In the study, Bangalore and his colleagues analyzed cholesterol-test readings, called blood lipid panels, from more than 16,000 adults enrolled in a federal health and nutrition survey. About 10,000 of the readings were from those who had fasted more than eight hours, while the rest were non-fasting readings.

The researchers then followed the subjects for about 14 years to see if fasting or non-fasting results were better predictors of death from either heart disease or other causes. The result, they found, was basically no difference between the two.

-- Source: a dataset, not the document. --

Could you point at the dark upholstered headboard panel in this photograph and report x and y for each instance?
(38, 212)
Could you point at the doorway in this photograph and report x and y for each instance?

The trouble with fasting, said Bangalore, is that it means doctors are testing patients' blood when they're on their "best behavior," he told Medscape. "We tell them, 'Don't eat your french fries for eight hours and then we'll take your lipid panel.' But that's not what the body is exposed to the majority of the time." It makes more sense to measure the blood when patients have had a normal meal.

The study is not the first to question the value of fasting before a cholesterol test. A Canadian study of more than 200,000 people in 2012, published in JAMA Internal Medicine, also found that fasting had little impact on cholesterol-test results. "F asting for routine lipid levels is largely unnecessary," the researchers concluded.

From the patients' point of view, fasting is also inconvenient. Plus, if patients forget to fast, the doctor often makes them reschedule the test, which can delay diagnosis and treatment, Bangalore said. "Non-fasting is more convenient to the patients and perhaps more accurately reflects [their] true lipid profile, " he adds.

The study was published online August 12 in the journal Circulation.